Scholars to discuss race and education at IU Bloomington symposium

Four leading scholars of race and education will be at Indiana University Bloomington on Friday, Sept. 16, for a daylong symposium organized to engage graduate students, undergraduates and others in discussion of issues ranging from inequality in K-12 schools to affirmative action in college admissions.

posterThe symposium, in the Frangipani Room of the Indiana Memorial Union, is sponsored by the Department of Sociology, the Center for Research on Race and Ethnicity in Society, the Asian American Studies Program and the Latino Studies Program, with support from the College of Arts and Sciences.

“This is an outstanding combination of national and internationally known scholars who take innovative but different approaches to the study of race and education,” said Brian Powell, James H. Rudy Professor and chair of the sociology department. “These differences should result in a lively, thought-provoking symposium that is especially timely given the many challenges facing education.”

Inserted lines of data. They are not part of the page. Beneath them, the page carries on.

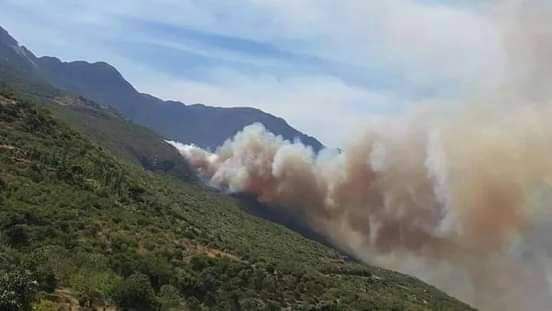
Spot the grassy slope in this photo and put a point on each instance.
(72, 211)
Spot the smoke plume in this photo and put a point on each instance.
(458, 196)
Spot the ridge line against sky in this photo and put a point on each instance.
(351, 59)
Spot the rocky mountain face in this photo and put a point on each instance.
(204, 126)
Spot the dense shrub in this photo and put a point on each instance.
(17, 290)
(136, 293)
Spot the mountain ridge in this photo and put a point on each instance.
(202, 125)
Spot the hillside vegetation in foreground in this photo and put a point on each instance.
(81, 227)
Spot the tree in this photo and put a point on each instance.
(136, 293)
(17, 290)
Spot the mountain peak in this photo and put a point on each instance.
(6, 38)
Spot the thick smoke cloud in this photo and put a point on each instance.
(458, 196)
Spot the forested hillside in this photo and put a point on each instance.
(81, 227)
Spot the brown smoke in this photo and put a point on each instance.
(459, 196)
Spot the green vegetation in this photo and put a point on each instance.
(80, 226)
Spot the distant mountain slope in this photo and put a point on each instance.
(86, 227)
(207, 127)
(100, 123)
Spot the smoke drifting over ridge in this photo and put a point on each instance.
(458, 196)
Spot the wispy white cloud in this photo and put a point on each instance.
(306, 60)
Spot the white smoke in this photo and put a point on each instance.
(458, 196)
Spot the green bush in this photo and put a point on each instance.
(17, 291)
(136, 293)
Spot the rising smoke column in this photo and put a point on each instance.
(459, 196)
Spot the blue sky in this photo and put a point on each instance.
(326, 66)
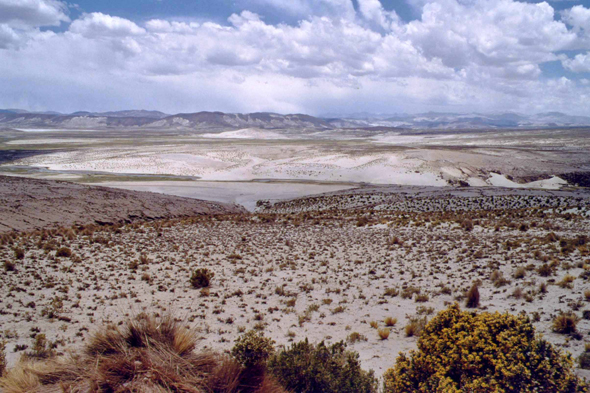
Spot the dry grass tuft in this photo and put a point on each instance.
(146, 354)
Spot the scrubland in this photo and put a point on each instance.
(367, 269)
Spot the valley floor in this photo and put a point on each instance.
(322, 268)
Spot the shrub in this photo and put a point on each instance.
(19, 253)
(584, 358)
(565, 323)
(305, 367)
(63, 252)
(472, 297)
(354, 337)
(467, 225)
(545, 270)
(390, 321)
(467, 352)
(252, 349)
(415, 326)
(9, 266)
(2, 358)
(393, 292)
(519, 273)
(421, 298)
(383, 333)
(567, 281)
(201, 278)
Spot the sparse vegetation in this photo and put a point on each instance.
(565, 323)
(304, 367)
(144, 354)
(383, 333)
(201, 278)
(473, 297)
(449, 357)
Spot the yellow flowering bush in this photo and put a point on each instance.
(461, 351)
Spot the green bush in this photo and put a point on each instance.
(468, 352)
(2, 358)
(201, 278)
(305, 367)
(63, 252)
(19, 253)
(252, 349)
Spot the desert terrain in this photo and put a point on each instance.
(331, 267)
(332, 234)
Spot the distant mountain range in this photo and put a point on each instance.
(211, 121)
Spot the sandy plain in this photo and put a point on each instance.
(322, 267)
(321, 274)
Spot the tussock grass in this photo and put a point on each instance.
(145, 354)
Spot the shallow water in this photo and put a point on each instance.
(242, 193)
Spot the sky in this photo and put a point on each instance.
(296, 56)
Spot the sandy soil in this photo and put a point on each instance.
(243, 193)
(308, 273)
(28, 204)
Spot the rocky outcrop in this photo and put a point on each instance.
(29, 204)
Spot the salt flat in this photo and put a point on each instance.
(242, 193)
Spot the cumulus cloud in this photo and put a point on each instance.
(98, 24)
(26, 13)
(473, 55)
(580, 63)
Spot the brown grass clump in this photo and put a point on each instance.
(145, 354)
(383, 333)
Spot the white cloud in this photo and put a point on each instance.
(99, 25)
(27, 13)
(472, 55)
(580, 63)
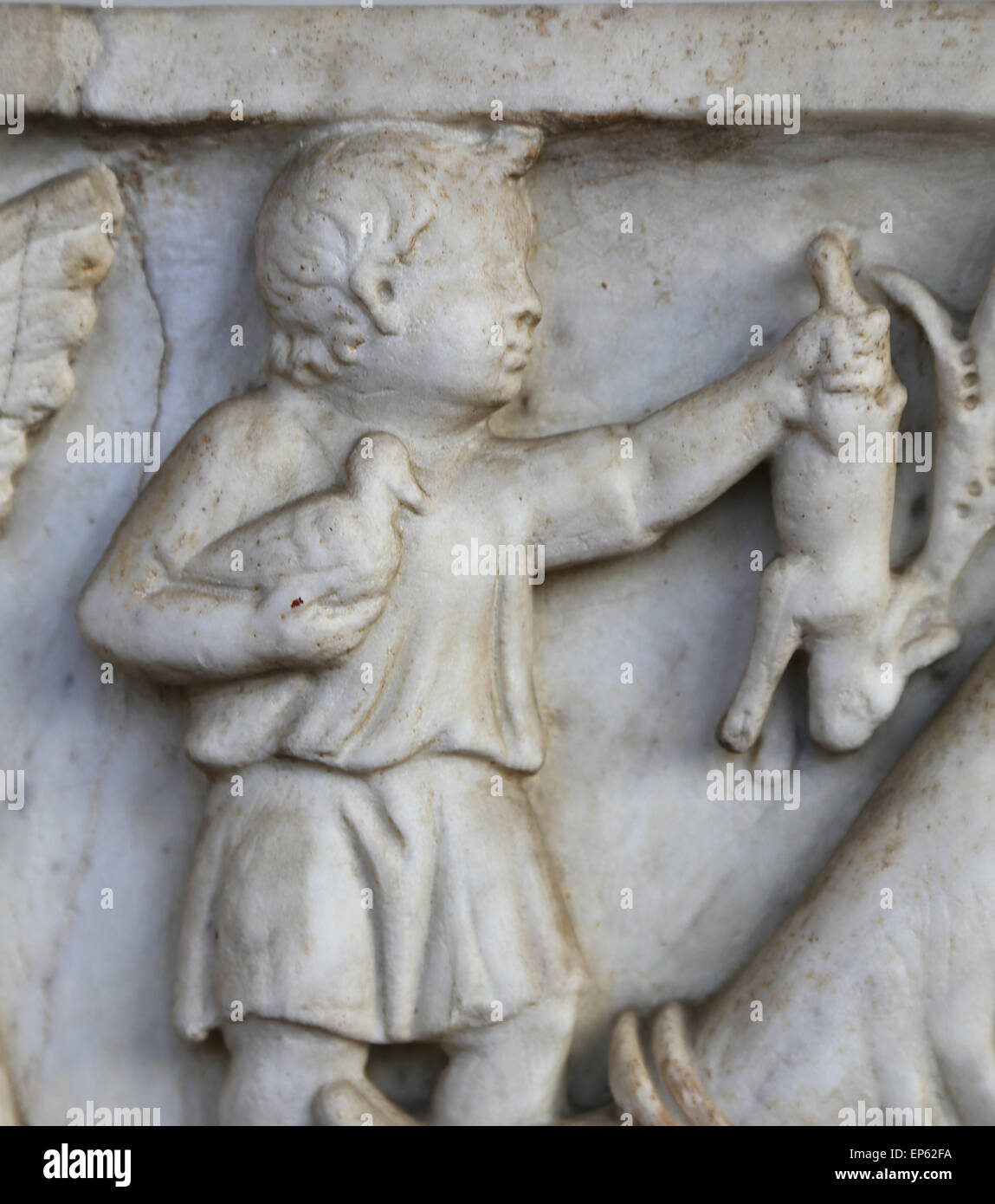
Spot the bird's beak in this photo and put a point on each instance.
(413, 495)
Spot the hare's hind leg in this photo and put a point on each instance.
(775, 641)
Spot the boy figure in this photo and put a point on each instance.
(371, 870)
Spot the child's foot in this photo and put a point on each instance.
(346, 1102)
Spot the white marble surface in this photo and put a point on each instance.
(630, 323)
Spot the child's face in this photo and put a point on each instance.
(469, 307)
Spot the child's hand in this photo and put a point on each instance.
(843, 346)
(305, 630)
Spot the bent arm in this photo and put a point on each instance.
(148, 607)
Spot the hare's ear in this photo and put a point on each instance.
(983, 325)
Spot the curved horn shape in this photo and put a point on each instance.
(915, 298)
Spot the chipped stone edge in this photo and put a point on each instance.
(920, 64)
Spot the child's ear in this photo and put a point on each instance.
(374, 284)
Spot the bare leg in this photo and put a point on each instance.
(278, 1067)
(775, 642)
(512, 1071)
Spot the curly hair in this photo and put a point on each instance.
(364, 194)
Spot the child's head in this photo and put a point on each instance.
(397, 256)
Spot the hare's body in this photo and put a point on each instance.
(830, 588)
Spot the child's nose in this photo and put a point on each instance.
(530, 308)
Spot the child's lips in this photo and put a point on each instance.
(516, 357)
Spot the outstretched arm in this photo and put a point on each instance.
(614, 489)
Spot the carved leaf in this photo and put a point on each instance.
(53, 253)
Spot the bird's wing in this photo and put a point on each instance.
(55, 249)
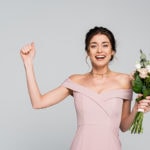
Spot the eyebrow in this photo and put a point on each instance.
(105, 42)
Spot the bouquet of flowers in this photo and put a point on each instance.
(141, 85)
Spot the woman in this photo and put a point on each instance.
(102, 96)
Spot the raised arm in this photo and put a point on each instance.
(39, 100)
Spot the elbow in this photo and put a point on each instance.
(123, 129)
(35, 106)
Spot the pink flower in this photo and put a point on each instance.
(143, 72)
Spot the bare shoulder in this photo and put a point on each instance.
(78, 77)
(123, 79)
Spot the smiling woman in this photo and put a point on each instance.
(102, 96)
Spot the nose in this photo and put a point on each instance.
(99, 49)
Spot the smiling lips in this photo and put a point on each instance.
(100, 57)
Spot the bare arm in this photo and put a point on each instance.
(39, 100)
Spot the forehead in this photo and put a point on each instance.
(99, 38)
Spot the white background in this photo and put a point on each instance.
(58, 29)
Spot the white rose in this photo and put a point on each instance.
(148, 68)
(138, 66)
(143, 72)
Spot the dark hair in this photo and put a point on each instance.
(100, 30)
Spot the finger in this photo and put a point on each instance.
(26, 49)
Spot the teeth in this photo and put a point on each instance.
(100, 56)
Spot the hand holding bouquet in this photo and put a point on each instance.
(141, 85)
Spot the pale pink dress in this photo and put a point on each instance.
(98, 117)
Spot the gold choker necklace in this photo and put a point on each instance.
(100, 74)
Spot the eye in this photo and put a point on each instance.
(93, 46)
(105, 45)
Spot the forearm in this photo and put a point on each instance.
(34, 92)
(127, 122)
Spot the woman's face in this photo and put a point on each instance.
(100, 50)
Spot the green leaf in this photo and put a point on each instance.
(146, 91)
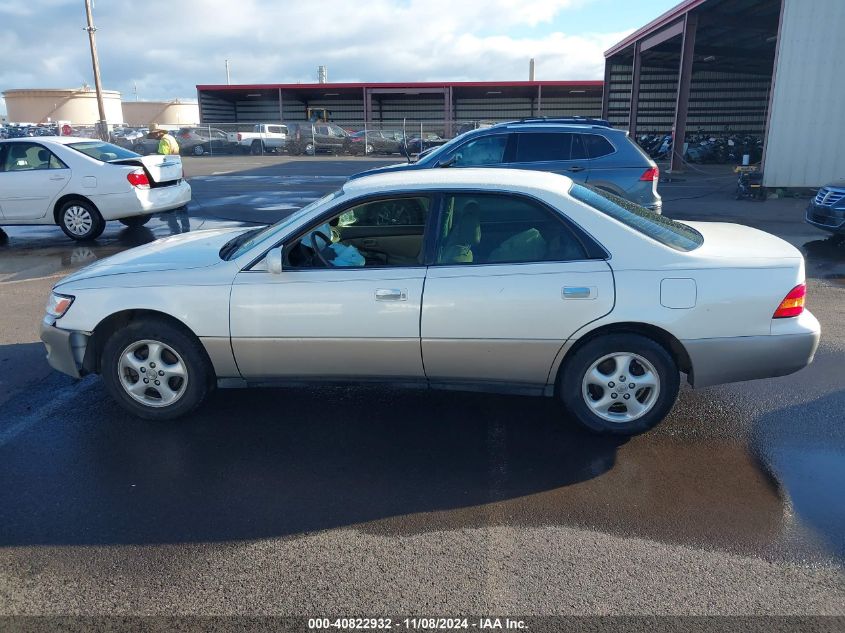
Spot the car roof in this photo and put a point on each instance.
(464, 178)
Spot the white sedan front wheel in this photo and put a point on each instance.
(621, 384)
(156, 370)
(80, 220)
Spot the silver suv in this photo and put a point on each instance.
(587, 150)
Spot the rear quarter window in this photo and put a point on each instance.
(668, 232)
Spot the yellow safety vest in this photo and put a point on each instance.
(168, 145)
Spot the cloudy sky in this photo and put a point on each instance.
(166, 47)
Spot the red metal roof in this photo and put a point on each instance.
(671, 15)
(411, 84)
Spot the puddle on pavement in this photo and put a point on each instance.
(825, 259)
(711, 494)
(29, 252)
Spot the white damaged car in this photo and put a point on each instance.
(81, 183)
(478, 279)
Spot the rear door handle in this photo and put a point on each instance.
(580, 292)
(391, 294)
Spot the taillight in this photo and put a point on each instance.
(793, 303)
(651, 174)
(138, 178)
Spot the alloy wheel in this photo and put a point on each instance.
(621, 387)
(78, 220)
(152, 373)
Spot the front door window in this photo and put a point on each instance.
(388, 232)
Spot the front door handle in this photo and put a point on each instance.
(391, 294)
(580, 292)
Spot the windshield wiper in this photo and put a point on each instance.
(235, 243)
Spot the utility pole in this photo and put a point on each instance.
(102, 125)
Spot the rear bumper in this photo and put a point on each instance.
(65, 349)
(826, 218)
(733, 359)
(164, 198)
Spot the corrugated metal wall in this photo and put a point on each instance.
(806, 138)
(720, 102)
(390, 110)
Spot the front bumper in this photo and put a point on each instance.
(65, 349)
(826, 218)
(733, 359)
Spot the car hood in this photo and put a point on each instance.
(197, 249)
(726, 240)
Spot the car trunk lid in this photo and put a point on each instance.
(723, 240)
(159, 168)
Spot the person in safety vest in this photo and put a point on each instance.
(166, 143)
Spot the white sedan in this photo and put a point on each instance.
(80, 183)
(498, 280)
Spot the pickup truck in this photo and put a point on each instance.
(263, 138)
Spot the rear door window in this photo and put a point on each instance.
(542, 147)
(487, 150)
(502, 229)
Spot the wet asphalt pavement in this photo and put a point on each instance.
(331, 500)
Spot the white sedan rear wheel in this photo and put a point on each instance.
(80, 220)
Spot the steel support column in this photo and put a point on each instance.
(368, 106)
(635, 91)
(447, 111)
(679, 129)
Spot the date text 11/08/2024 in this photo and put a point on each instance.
(415, 624)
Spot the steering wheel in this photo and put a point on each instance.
(316, 249)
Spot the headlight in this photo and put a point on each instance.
(58, 304)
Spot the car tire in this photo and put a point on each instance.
(135, 221)
(597, 392)
(80, 220)
(160, 352)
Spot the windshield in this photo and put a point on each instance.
(105, 152)
(241, 244)
(668, 232)
(434, 155)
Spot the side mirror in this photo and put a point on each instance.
(274, 261)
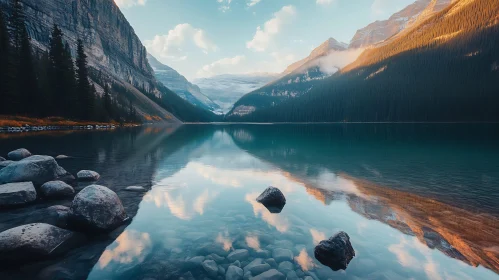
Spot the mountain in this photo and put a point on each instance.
(380, 31)
(298, 78)
(114, 51)
(181, 86)
(322, 50)
(302, 77)
(445, 68)
(226, 89)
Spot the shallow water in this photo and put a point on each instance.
(418, 201)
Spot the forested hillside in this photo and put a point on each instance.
(445, 69)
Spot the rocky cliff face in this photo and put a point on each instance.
(110, 42)
(380, 31)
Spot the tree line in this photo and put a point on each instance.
(39, 83)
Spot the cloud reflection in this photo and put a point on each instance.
(224, 240)
(280, 222)
(253, 242)
(130, 246)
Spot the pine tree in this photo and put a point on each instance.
(4, 54)
(84, 90)
(108, 106)
(24, 82)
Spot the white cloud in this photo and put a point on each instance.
(221, 66)
(384, 8)
(252, 3)
(263, 36)
(173, 45)
(324, 2)
(224, 5)
(129, 3)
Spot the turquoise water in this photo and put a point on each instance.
(418, 201)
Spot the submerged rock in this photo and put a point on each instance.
(282, 255)
(36, 241)
(336, 252)
(238, 255)
(210, 267)
(19, 154)
(87, 175)
(97, 208)
(5, 163)
(270, 275)
(234, 273)
(56, 189)
(62, 157)
(36, 169)
(135, 189)
(16, 194)
(273, 199)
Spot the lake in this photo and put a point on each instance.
(419, 201)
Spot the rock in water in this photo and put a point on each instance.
(35, 242)
(19, 154)
(210, 267)
(234, 273)
(337, 252)
(273, 199)
(56, 189)
(15, 194)
(97, 208)
(36, 169)
(272, 274)
(5, 163)
(88, 175)
(135, 189)
(238, 255)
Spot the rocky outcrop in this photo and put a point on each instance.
(380, 31)
(56, 189)
(35, 242)
(19, 154)
(336, 252)
(16, 194)
(273, 199)
(97, 208)
(36, 169)
(112, 47)
(87, 175)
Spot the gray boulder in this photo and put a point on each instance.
(56, 189)
(87, 175)
(281, 255)
(210, 267)
(234, 273)
(5, 163)
(36, 169)
(16, 194)
(135, 189)
(238, 255)
(273, 199)
(336, 252)
(270, 275)
(97, 208)
(19, 154)
(36, 242)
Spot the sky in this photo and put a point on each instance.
(203, 38)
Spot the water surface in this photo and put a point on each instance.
(418, 201)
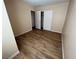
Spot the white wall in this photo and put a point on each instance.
(59, 11)
(38, 19)
(9, 47)
(20, 16)
(69, 32)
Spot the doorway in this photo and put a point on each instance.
(33, 18)
(42, 19)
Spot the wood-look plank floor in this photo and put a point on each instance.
(39, 44)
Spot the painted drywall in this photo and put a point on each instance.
(48, 18)
(69, 32)
(9, 47)
(20, 16)
(38, 19)
(59, 13)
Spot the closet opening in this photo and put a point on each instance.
(42, 19)
(33, 18)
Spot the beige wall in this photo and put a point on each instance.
(69, 33)
(9, 47)
(20, 16)
(59, 11)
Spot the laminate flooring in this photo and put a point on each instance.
(39, 44)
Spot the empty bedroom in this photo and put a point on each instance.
(39, 29)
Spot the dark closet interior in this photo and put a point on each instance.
(33, 19)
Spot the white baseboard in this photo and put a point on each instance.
(23, 33)
(14, 55)
(62, 47)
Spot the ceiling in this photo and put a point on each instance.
(43, 2)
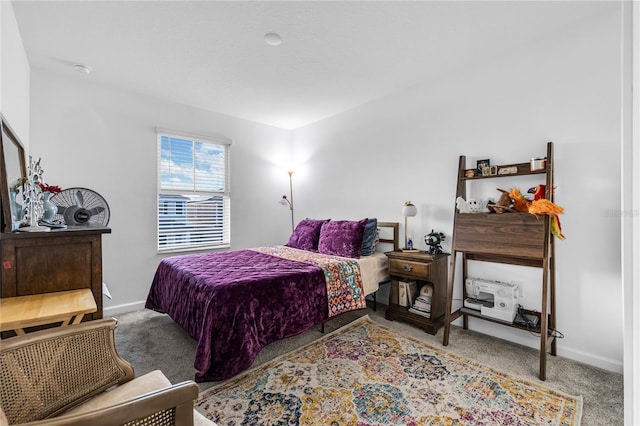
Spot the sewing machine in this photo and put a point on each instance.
(494, 299)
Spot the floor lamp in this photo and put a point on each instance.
(284, 201)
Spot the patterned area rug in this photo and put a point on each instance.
(367, 374)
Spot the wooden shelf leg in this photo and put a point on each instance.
(544, 323)
(449, 304)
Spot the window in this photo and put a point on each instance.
(193, 192)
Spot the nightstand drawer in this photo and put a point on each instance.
(408, 268)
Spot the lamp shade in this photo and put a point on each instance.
(409, 210)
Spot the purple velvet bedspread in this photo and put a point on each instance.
(235, 303)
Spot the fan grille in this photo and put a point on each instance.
(79, 206)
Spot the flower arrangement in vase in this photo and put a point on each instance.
(49, 209)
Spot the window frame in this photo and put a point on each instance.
(225, 193)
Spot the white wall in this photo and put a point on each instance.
(103, 139)
(14, 74)
(566, 89)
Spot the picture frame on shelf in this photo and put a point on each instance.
(483, 167)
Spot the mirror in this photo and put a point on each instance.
(12, 176)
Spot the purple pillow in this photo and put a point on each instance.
(306, 234)
(342, 238)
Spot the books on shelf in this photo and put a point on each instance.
(407, 292)
(422, 303)
(419, 312)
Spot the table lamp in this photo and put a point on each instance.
(408, 210)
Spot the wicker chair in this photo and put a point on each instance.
(73, 376)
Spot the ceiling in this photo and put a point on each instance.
(334, 56)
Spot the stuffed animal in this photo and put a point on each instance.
(470, 206)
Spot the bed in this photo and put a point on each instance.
(234, 303)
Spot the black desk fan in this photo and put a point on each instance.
(81, 206)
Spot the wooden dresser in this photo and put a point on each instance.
(44, 262)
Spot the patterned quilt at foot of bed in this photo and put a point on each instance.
(344, 283)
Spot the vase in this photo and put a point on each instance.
(49, 208)
(16, 208)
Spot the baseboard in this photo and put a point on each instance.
(596, 361)
(121, 309)
(515, 336)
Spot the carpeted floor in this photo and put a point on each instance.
(153, 341)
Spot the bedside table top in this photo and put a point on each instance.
(419, 256)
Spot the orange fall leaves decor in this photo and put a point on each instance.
(538, 206)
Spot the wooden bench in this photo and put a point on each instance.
(67, 307)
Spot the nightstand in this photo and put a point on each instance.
(422, 268)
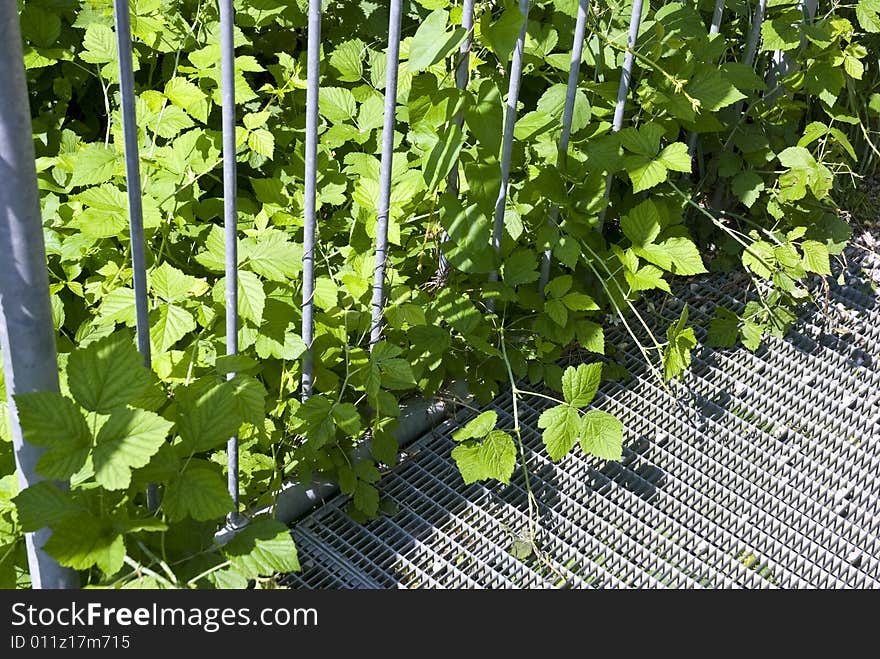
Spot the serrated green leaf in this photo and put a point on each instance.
(44, 505)
(126, 441)
(262, 141)
(579, 385)
(91, 165)
(477, 428)
(492, 458)
(816, 257)
(642, 224)
(338, 104)
(263, 548)
(107, 373)
(431, 42)
(723, 329)
(591, 336)
(561, 425)
(675, 157)
(602, 435)
(84, 541)
(348, 60)
(197, 492)
(168, 324)
(49, 419)
(521, 267)
(207, 418)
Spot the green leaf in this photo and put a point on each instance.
(263, 548)
(99, 44)
(591, 336)
(868, 15)
(477, 428)
(816, 257)
(579, 385)
(557, 311)
(49, 419)
(602, 435)
(262, 141)
(642, 224)
(494, 457)
(561, 425)
(432, 42)
(188, 97)
(207, 418)
(723, 329)
(171, 284)
(521, 267)
(338, 104)
(747, 186)
(348, 60)
(84, 541)
(677, 354)
(126, 441)
(168, 324)
(503, 33)
(197, 492)
(675, 157)
(44, 505)
(646, 278)
(273, 256)
(347, 418)
(713, 91)
(644, 172)
(107, 373)
(443, 156)
(91, 165)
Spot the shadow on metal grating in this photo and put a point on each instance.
(758, 470)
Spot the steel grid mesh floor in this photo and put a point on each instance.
(757, 470)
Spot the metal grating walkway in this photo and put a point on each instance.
(757, 471)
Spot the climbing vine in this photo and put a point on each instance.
(758, 192)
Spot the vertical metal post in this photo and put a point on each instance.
(312, 93)
(393, 59)
(623, 90)
(507, 143)
(27, 337)
(574, 69)
(462, 74)
(133, 185)
(230, 218)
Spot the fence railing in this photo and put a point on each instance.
(26, 330)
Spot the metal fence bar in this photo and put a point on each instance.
(574, 70)
(623, 90)
(393, 59)
(27, 336)
(462, 74)
(507, 143)
(313, 64)
(230, 217)
(128, 112)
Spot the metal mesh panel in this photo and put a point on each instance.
(757, 470)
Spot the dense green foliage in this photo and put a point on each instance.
(771, 148)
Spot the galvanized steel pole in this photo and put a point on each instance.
(507, 143)
(27, 336)
(230, 218)
(574, 70)
(133, 185)
(310, 221)
(393, 59)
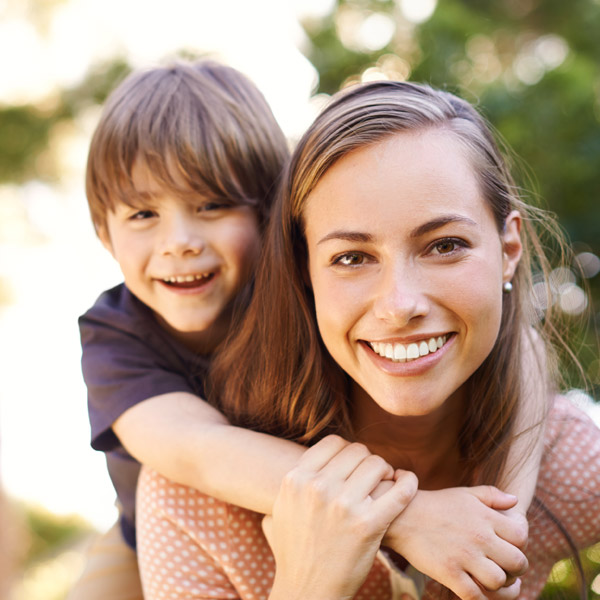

Presentations will include:

  • 10 a.m.: Douglas Downey, professor of education at the Ohio State University, “Fifty Years Since the Coleman Report: Rethinking the Relationship Between Schools and Inequality.” Downey is highly regarded for his expertise on educational inequality, including the influence of non-school factors. He earned his Ph.D. from IU Bloomington.
  • 11 a.m.: Karolyn Tyson, professor of sociology at the University of North Carolina, “Is Special Education Racist?” Tyson’s research examines how school processes and student attitudes affect racial inequality. She is the author of “Integration Interrupted: Tracking, Black Students and Acting White After Brown.”
  • 2 p.m.: Ruth López Turley, professor of sociology at Rice University and director of the Houston Education Research Consortium, “Connecting Research and Policy to Reduce Racial Inequality in Education.” Turley’s work uses social science research to help educators and policymakers close achievement gaps based on race, ethnicity and socioeconomic status.
  • 3 p.m.: Natasha Warikoo, associate professor in the Harvard Graduate School of Education, “The Diversity Bargain and Other Dilemmas of Race, Admissions and Meritocracy at Elite Universities.” Warikoo’s work examines cultural processes surrounding diversity in schools, especially colleges. She is the author of “Balancing Acts: Youth Culture in the Global City.”

A panel discussion will follow the research presentations at 4 p.m. The symposium is free and open to the public.